Balasubramanian and co-authors Hanrong Chen of the Genome Institute of Singapore and Andreas Mayer of University College London discovered that bacteria could circumvent this by having longer spacers. A longer spacer will be less likely to match with the bacteria’s DNA, equivalent to how a lengthier password might be more difficult to crack.

This implies bacteria with relatively long spacers could have more spacers on the whole without evoking an autoimmune response.

The scientists used this concept to create a mathematical model that calculated the ratio between spacer length and the total number of spacers that the bacteria should still be able to store without triggering an autoimmune response.

They looked at the CRISPR DNA of thousands of species and compared the spacer length to the number of spacers preserved to see if their prediction held true in real bacteria after they developed the mathematical model.

The scientists discovered that the length of spacers and the number of spacers have a consistent and close relationship.

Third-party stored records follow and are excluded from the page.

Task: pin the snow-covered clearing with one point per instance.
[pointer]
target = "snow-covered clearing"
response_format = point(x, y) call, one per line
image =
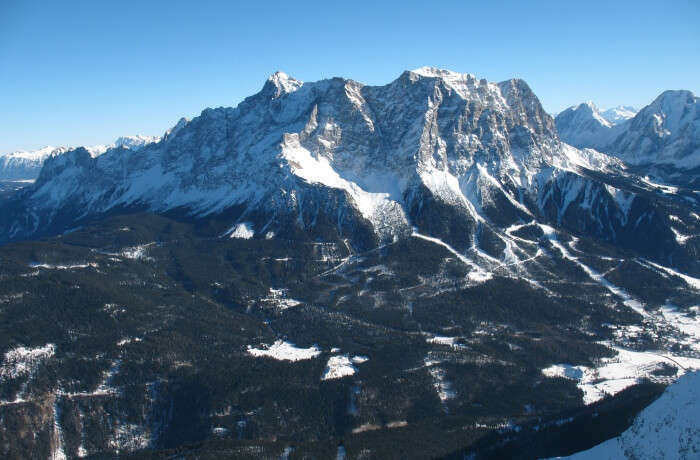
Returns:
point(284, 351)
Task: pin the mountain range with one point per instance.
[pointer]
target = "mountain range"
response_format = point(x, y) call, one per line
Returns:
point(662, 139)
point(332, 268)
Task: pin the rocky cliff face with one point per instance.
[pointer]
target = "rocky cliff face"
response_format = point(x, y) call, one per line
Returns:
point(335, 264)
point(360, 162)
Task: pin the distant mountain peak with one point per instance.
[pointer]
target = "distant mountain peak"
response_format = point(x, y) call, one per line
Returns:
point(283, 83)
point(619, 114)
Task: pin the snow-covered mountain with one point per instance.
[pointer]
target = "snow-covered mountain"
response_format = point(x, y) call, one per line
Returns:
point(585, 125)
point(619, 114)
point(435, 152)
point(26, 165)
point(666, 132)
point(23, 165)
point(434, 229)
point(667, 429)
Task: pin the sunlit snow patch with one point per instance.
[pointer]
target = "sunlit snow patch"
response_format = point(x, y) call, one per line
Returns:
point(615, 374)
point(341, 366)
point(63, 267)
point(22, 361)
point(284, 351)
point(243, 230)
point(278, 298)
point(136, 252)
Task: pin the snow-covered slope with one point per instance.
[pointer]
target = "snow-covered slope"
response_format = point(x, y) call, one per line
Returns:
point(434, 153)
point(585, 125)
point(24, 165)
point(619, 114)
point(666, 132)
point(667, 429)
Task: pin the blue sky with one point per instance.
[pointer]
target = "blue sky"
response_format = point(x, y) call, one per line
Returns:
point(80, 73)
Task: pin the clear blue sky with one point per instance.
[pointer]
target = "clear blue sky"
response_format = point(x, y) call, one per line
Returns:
point(80, 73)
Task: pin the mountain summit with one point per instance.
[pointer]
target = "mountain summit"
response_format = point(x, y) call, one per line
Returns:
point(664, 133)
point(335, 157)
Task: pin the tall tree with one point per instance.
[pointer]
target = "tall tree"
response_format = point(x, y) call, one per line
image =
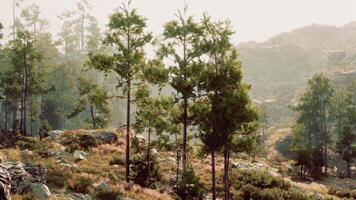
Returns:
point(95, 99)
point(180, 45)
point(224, 108)
point(25, 57)
point(127, 36)
point(315, 112)
point(346, 125)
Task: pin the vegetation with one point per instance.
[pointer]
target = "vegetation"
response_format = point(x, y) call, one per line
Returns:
point(179, 124)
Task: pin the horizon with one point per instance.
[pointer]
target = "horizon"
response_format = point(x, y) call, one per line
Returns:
point(258, 26)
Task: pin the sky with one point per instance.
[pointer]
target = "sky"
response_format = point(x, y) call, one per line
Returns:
point(253, 20)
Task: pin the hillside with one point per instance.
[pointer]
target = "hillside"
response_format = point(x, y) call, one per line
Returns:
point(280, 67)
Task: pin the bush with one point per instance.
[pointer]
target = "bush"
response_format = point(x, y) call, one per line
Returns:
point(108, 195)
point(81, 183)
point(117, 160)
point(145, 171)
point(259, 179)
point(189, 186)
point(58, 177)
point(251, 192)
point(343, 193)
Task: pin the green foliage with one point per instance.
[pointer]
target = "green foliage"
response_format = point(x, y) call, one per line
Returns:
point(145, 170)
point(189, 186)
point(108, 195)
point(58, 177)
point(94, 98)
point(260, 179)
point(81, 184)
point(343, 193)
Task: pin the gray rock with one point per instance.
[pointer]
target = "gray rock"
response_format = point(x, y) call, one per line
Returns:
point(22, 175)
point(5, 184)
point(155, 152)
point(101, 186)
point(55, 134)
point(79, 155)
point(40, 191)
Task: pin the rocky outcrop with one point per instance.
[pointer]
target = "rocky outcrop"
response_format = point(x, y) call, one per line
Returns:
point(5, 184)
point(22, 175)
point(40, 191)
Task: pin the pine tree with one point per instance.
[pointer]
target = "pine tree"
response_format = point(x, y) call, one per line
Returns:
point(224, 108)
point(127, 36)
point(179, 44)
point(92, 98)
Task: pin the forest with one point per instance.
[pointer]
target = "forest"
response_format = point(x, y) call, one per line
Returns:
point(125, 113)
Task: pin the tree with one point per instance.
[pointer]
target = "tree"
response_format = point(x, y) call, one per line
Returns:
point(180, 44)
point(24, 60)
point(1, 27)
point(95, 99)
point(346, 142)
point(127, 36)
point(315, 112)
point(224, 108)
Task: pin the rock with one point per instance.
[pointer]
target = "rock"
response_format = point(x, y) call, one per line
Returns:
point(101, 186)
point(22, 175)
point(168, 159)
point(155, 152)
point(27, 153)
point(105, 137)
point(40, 191)
point(79, 196)
point(5, 184)
point(79, 155)
point(54, 134)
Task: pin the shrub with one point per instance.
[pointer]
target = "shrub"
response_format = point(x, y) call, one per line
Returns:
point(117, 160)
point(189, 186)
point(251, 192)
point(145, 171)
point(58, 177)
point(108, 195)
point(81, 183)
point(343, 193)
point(259, 179)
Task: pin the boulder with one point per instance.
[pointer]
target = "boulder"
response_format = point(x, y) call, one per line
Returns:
point(105, 137)
point(155, 152)
point(22, 175)
point(54, 134)
point(5, 184)
point(40, 191)
point(101, 186)
point(79, 155)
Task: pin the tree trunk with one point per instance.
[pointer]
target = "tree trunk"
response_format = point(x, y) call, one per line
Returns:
point(348, 169)
point(92, 114)
point(213, 186)
point(25, 98)
point(127, 160)
point(185, 127)
point(226, 173)
point(148, 152)
point(6, 113)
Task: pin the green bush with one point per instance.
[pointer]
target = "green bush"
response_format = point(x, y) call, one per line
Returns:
point(260, 179)
point(145, 171)
point(58, 177)
point(81, 183)
point(117, 160)
point(189, 186)
point(108, 195)
point(251, 192)
point(343, 193)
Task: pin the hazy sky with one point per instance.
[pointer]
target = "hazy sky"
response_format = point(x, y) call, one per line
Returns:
point(252, 19)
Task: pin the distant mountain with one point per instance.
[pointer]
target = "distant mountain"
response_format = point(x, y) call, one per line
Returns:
point(279, 68)
point(284, 62)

The surprise to me is that it matched so darn well just coming out of the box. This is a very simple theoretical framework. There’s a risk of autoimmunity, but it’s nice to have more immune memory, and you must balance these two considerations. It’s just very, very rare that something so simple matches the data.”

Vijay Balasubramanian, Study Principal Investigator and Cathy and Marc Lasry Professor, Physics, School of Arts & Sciences, University of Pennsylvania

According to Balasubramanian, the model’s success demonstrates that this framework of simple, mathematical trade-offs could be applied to more complex systems, like vertebrate immune systems, including humans.

Just by doing that statistical kind of reasoning you can make a lot of progress. So perhaps we can move back to vertebrate immunity and use the same techniques.”

Vijay Balasubramanian, Study Principal Investigator and Cathy and Marc Lasry Professor, Physics, School of Arts & Sciences, University of Pennsylvania

This is also one of the first studies to highlight the significance of the autoimmune response in bacteria. Future CRISPR studies, according to Balasubramanian and his collaborators, should take into account the risk of autoimmunity.

In terms of his group’s future projects, he wants to look into how CRISPR stores data in response to evolving viruses. Although a statistical model of evolving bacterial genes could seem far removed from everyday life, Balasubramanian claims that this research lays the groundwork for a better understanding of immunity, which could lead to a better understanding of viruses like the seasonal flu or new SARS-CoV-2 variants.

Balasubramanian adds, “These are all pieces of a larger puzzle.”